Education initiatives can only do so much, she said. They "won't necessarily influence customers to spend more money to upgrade" their security software.
Many people do not even recognize the threat posed by online fraud, Ms. Chance said. "You'd be surprised at the number of customers that may not be aware of phishing and other things that occur."
Wachovia has considered distributing firewall and anti-virus software to customers, she said, but "right now our stance is that we ask them to seek that out on their own."
Wachovia said in July that it was considering one-time passcode-generating tokens, which could protect systems infected with keylogger viruses. The tokens would provide users with passwords that expire once they are used to log on to a bank's Web site.
Other banks are already using tools that can protect customers whose systems may be harboring a keylogger. E-Trade Financial Corp. of New York offers customers one-time-password tokens from RSA Security Inc. of Bedford, Mass.

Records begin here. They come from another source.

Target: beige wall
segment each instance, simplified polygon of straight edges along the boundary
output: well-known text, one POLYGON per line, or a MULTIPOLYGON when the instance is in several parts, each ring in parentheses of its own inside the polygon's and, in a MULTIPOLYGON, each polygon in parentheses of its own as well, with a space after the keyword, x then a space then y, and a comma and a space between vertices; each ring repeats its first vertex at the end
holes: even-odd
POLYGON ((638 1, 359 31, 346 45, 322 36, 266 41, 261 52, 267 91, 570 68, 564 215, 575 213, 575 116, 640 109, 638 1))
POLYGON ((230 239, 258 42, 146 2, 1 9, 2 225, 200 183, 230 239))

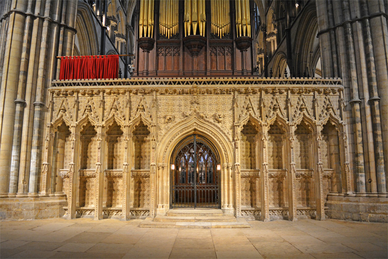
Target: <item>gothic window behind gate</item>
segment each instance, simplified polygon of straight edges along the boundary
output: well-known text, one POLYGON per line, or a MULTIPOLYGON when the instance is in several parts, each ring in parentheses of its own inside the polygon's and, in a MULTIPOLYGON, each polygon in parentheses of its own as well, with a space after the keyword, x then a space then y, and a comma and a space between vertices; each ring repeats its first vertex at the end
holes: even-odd
POLYGON ((202 137, 178 145, 171 159, 171 208, 219 208, 218 159, 202 137))

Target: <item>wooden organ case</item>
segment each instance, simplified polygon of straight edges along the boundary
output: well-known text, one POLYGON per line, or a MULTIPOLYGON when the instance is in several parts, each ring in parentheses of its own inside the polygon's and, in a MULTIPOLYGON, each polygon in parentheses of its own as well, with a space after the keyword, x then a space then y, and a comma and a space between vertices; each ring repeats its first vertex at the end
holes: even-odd
POLYGON ((133 77, 253 75, 254 3, 140 0, 133 77))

Ameritrade Holding Corp. uses software from WholeSecurity Inc. of Austin to quickly scan customers' computers for active viruses when they access its systems, though this approach will not spot viruses that are not running when the user logs in.
Arcot Systems Inc. of Sunnyvale, Calif., has developed its own security software that is similar to ING's, though it has no bank customers using it now. Doc Vaidhyanathan, Arcot's vice president of product marketing, said software that disables keyboards can be vulnerable because "just like capturing the keystrokes, somebody could capture mouse-clicks."
Arcot's software moves the digits around; a criminal might be able to monitor where someone is clicking but would not be able to link those locations to the numbers on a PIN-pad displayed on the screen, Mr. Vaidhyanathan said.
For example, he said, "it's not clear where the number 6 will be. It's scrambled each time."